Monsters University fails its first test
Since 1995’s “Toy Story”, Pixar have been synonymous with animated family films of the highest quality. Not only did they set the bar, but they also kept raising it every time they brought out a film. They even showed they could manage that trickiest of things: a sequel. “Toy Story 2” and “Toy Story 3” are the hallmark by which all other animated franchises should be judged.
Of course, it couldn’t last and the first fumble was 2006’s “Cars”, aka John Lassiter’s vanity project. “Cars”, of course, isn’t terrible, it’s just that coming off the back of “Finding Nemo” and “The Incredibles” (the one Pixar film everybody wants a sequel to), it was a bit of a let-down. For me, the basic premise of the universe of “Cars” just didn’t make sense and I couldn’t shift that discomfort throughout the film. Every other Pixar film meticulously creates a believable fictional world for its characters and for me “Cars” was the first one to fail to do that.
Reassuringly, it was followed by “Ratatouille”, “Wall-E” and “Up” proving not only that Pixar still had “it”, but also they were willing to push the envelope and try new and unusual ways of telling a story. 2010’s “Toy Story 3” wrapped up Woody & Buzz’s adventures in a smart and emotionally satisfying way and revealed that we had not been watching a film and two sequels but a continuous trilogy on the themes of growing up and letting go of childhood.
But in 2011, everything changed and Pixar released its first terrible movie, “Cars 2”. The spell was broken. While Pixar retained a huge amount of goodwill and affection from their audience, they were no longer infallible. With the unfocussed, lacklustre “Brave” picking up the pieces in 2012, I wasn’t overly hopeful going into “Monsters University” – which is, of course, the film I’m meant to be reviewing.
Let’s get one thing out of the way: prequels SUCK. There’s no two ways about it. There’s zero dramatic tension because you know who lives and who dies (either metaphorically or actually), you know how it must end because you know where the characters begin their next adventure. I think the current fashion for prequels is a direct and unwelcome result of the rise of geek culture and fanboy obsessions over the minutiae of fictional worlds. Only that small but vocal group really care about what is “canon” and what isn’t. It’s this need to have every detail confirmed by a nebulous creative authority that drives what little appetite for prequels there is.

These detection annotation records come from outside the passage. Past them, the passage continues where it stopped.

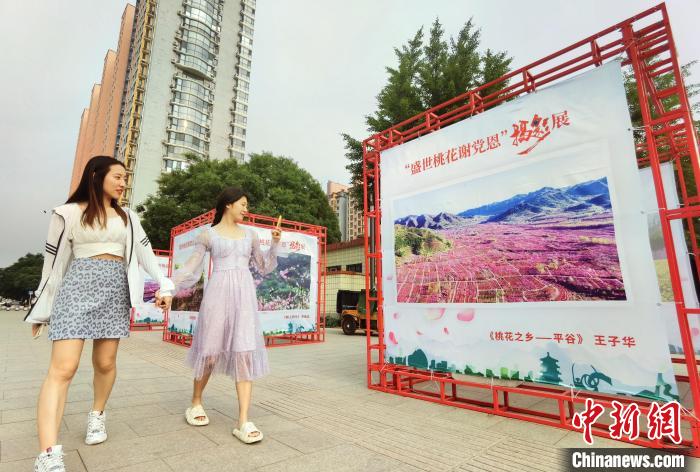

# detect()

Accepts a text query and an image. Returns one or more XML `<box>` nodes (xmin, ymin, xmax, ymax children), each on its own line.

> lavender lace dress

<box><xmin>173</xmin><ymin>228</ymin><xmax>277</xmax><ymax>381</ymax></box>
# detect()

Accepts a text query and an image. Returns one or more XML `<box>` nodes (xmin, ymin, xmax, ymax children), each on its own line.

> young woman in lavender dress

<box><xmin>173</xmin><ymin>187</ymin><xmax>282</xmax><ymax>444</ymax></box>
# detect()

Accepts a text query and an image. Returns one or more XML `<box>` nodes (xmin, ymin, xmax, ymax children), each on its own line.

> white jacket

<box><xmin>24</xmin><ymin>203</ymin><xmax>174</xmax><ymax>323</ymax></box>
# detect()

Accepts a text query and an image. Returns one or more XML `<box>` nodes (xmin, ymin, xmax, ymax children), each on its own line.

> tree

<box><xmin>341</xmin><ymin>18</ymin><xmax>512</xmax><ymax>209</ymax></box>
<box><xmin>137</xmin><ymin>152</ymin><xmax>340</xmax><ymax>249</ymax></box>
<box><xmin>624</xmin><ymin>60</ymin><xmax>700</xmax><ymax>244</ymax></box>
<box><xmin>0</xmin><ymin>254</ymin><xmax>44</xmax><ymax>300</ymax></box>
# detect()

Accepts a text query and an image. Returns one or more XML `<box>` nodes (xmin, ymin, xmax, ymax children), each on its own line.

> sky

<box><xmin>0</xmin><ymin>0</ymin><xmax>700</xmax><ymax>267</ymax></box>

In 1980, we all marvelled at the revelation that Darth Vader was Luke Skywalker’s father and literally millions of us wondered and imagined how the great Jedi Knight Anakin Skywalker could have sunk so low as to become this “more machine than man” Dark Lord of the Sith. I’m pretty sure hardly any of those millions of individually created backstories were as turgid, uninspired and downright derivative as the Star Wars prequels we eventually got. I suspect fewer still took five and a half soullessly CGI’d hours to get to the only part anyone wanted to see.
So, to summarise, Pixar are in the middle of a mediocre run and I have a serious antipathy towards prequels. So what did I make of “Monsters University”? Well, it’s okay. Better than “Cars” or “Cars 2”, on a par with “Brave” and not as good as their back catalogue. The film charts the early years of Mike and Sully, but unlike “Inc”, this is much more Mike Wazowski’s story than James Sullivan and we mainly see the world through his…um…eye.
Fundamentally, “Monsters University” suffers from being largely unnecessary and, very unusually for a Pixar film, unoriginal. Yeah, there are plenty of amusing puns based around the monster-isation of the world of academia and a handful of sequences that elicited a chuckle from the audience I saw it with but if you’ve seen any college campus comedy over the past forty years, you’ve pretty much seen “Monsters University”. It’s almost painfully formulaic and feels more like a shameless Disney cash-in (*cough* Planes *cough*) than Pixar’s clever take on an old trope. The voice work is as good as always and the cast does everything they can with the weak material. The seven-year-old I watched it with found some parts during the middle stretch pretty boring and got quite fidgety, which is very unusual for him. It does perk up a little towards the end with an interesting and unexpected coda that has some points to make on the nature of talent, hard work and the perceived importance of academic achievement.
So, “Monsters University” doesn’t break Pixar’s current slump but it doesn’t drive it any deeper either. I’m afraid Pixar’s end of term report will read “must try harder”.